Fu Weishan said coldly: “Who asked you to weigh in? Save the commentary. Nobody mistook you for a mute.”
Fu Jinchi said equably: “He is your subordinate, after all. Who you assign the project to really is none of my business. Fair enough — I overstepped. From now on I’ll just stick to my own affairs.”
That throwaway line contained a pointed subtext — as though Fu Jinchi was graciously reminding everyone that he had, despite his personal feelings, facilitated a piece of real business for Yinghan, while Fu Weishan’s huffing and puffing made him look like an adolescent who let personal feelings govern his every decision.

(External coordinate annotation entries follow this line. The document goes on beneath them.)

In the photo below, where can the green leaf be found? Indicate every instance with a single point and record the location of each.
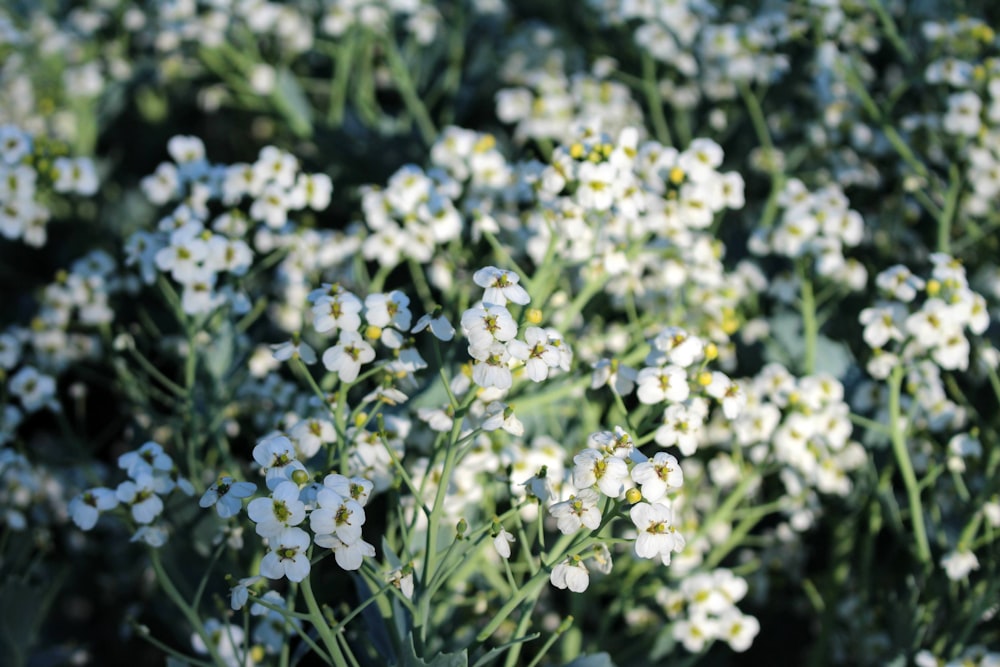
(292, 103)
(493, 653)
(219, 355)
(833, 357)
(411, 659)
(595, 660)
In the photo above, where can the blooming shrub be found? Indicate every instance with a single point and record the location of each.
(483, 332)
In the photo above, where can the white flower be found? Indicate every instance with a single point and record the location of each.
(682, 426)
(227, 495)
(499, 415)
(140, 495)
(336, 516)
(676, 346)
(287, 556)
(358, 488)
(502, 543)
(85, 508)
(571, 574)
(439, 326)
(240, 593)
(338, 311)
(737, 629)
(293, 349)
(491, 368)
(348, 556)
(655, 476)
(958, 564)
(609, 473)
(727, 392)
(578, 511)
(484, 326)
(537, 353)
(882, 323)
(347, 356)
(618, 376)
(281, 510)
(695, 631)
(402, 578)
(383, 310)
(657, 385)
(899, 283)
(501, 286)
(657, 536)
(154, 536)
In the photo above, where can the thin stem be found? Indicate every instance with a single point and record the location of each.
(902, 455)
(322, 627)
(189, 612)
(651, 88)
(407, 89)
(810, 325)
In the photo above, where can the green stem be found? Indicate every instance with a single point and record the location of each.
(890, 30)
(322, 627)
(810, 325)
(948, 213)
(189, 612)
(407, 89)
(902, 455)
(651, 88)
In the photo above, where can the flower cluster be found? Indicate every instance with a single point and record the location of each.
(491, 331)
(29, 170)
(335, 510)
(704, 610)
(152, 476)
(901, 327)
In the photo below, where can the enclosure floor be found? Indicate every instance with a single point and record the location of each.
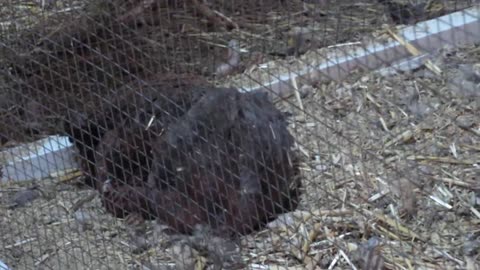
(348, 136)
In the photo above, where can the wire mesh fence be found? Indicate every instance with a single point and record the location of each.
(207, 134)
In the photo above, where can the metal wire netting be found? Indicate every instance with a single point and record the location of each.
(208, 134)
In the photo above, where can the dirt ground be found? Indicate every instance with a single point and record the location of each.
(390, 173)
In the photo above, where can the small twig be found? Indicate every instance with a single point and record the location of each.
(415, 52)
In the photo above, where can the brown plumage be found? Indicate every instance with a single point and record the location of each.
(223, 159)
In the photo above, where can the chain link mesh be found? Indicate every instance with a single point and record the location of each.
(208, 134)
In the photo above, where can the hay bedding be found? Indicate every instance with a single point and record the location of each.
(350, 196)
(77, 57)
(360, 180)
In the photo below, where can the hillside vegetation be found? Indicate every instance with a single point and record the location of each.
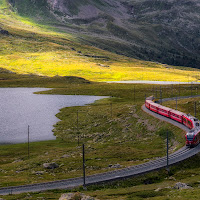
(156, 30)
(32, 46)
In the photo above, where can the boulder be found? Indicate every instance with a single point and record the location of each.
(50, 165)
(4, 32)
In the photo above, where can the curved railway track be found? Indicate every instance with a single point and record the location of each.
(153, 165)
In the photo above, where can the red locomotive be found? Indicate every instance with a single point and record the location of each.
(192, 137)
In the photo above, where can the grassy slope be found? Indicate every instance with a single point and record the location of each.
(34, 49)
(136, 143)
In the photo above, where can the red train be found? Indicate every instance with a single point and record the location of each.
(192, 137)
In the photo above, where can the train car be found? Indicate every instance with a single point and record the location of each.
(165, 111)
(154, 107)
(147, 103)
(189, 121)
(176, 115)
(192, 138)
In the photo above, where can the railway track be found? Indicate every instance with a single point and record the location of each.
(153, 165)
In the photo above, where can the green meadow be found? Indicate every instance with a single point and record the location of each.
(114, 130)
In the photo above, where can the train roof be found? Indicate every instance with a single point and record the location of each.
(177, 112)
(164, 107)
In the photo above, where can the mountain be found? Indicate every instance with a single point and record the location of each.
(165, 31)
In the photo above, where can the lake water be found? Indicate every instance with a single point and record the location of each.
(19, 107)
(154, 82)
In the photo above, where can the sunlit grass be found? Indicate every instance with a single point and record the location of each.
(37, 49)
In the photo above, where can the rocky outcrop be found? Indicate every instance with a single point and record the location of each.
(76, 196)
(3, 32)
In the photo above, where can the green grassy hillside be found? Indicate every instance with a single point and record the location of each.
(32, 48)
(155, 30)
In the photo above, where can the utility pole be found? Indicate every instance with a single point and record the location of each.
(156, 92)
(28, 144)
(195, 107)
(172, 91)
(84, 185)
(167, 151)
(77, 126)
(111, 110)
(160, 95)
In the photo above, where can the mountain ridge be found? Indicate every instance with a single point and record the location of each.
(155, 30)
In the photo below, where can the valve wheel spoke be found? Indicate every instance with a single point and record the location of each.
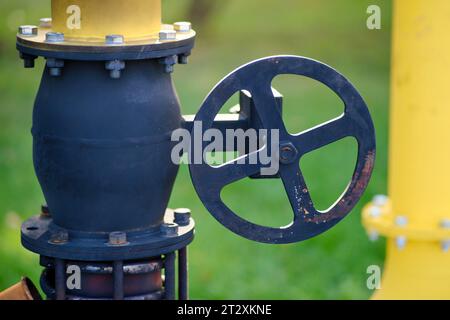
(297, 192)
(322, 135)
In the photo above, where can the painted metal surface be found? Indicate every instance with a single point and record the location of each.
(416, 218)
(90, 20)
(256, 77)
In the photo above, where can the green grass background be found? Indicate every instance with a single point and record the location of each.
(223, 265)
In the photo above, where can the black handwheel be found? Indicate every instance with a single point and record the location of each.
(256, 77)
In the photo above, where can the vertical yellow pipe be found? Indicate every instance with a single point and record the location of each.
(416, 218)
(94, 19)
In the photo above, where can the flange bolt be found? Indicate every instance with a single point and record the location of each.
(28, 31)
(182, 26)
(167, 35)
(59, 237)
(169, 229)
(54, 37)
(115, 68)
(182, 216)
(114, 39)
(45, 23)
(117, 238)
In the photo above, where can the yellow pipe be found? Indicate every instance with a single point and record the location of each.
(92, 20)
(416, 218)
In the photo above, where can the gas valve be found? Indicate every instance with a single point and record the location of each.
(256, 78)
(103, 123)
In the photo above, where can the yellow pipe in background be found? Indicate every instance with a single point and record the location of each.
(92, 20)
(416, 217)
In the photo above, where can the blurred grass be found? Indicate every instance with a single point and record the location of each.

Fu Weishan watched Fu Jinchi’s back as he turned and walked away, and muttered something under his breath along the lines of insufferable showoff.
He was, of course, far from the only person who thought that of Fu Jinchi — he probably didn’t even rank in the first tier. Fu Jinchi, for his part, couldn’t care less, and went on doing exactly as he pleased.
On the ride back, Yan Zishu had drunk a fair amount alongside the clients, so they were driven by the chauffeur.
Fu Weishan, in no great humor, asked: “Fu Jinchi seems to think highly of you this evening. How well do you two know each other?”
Yan Zishu replied without any particular change in expression: “We have some professional dealings.”
Fu Weishan looked at him assessingly. “And you’d like to take charge of the Dongyun partnership project?”
Yan Zishu answered with the same composure: “If the company has that arrangement in mind, I’ll naturally give it everything I have. That said, I wouldn’t consider myself a specialist in this particular field, and I’m sure the executive office could work through the candidate options and identify someone more suitable.”
His tone sounded genuine. Fu Weishan thought it over, and concluded that Fu Jinchi, that old fox, had probably put Yan Zishu’s name forward as much to cause trouble as anything else — stirring the pot rather than meaning what he said. He let the suspicion rest.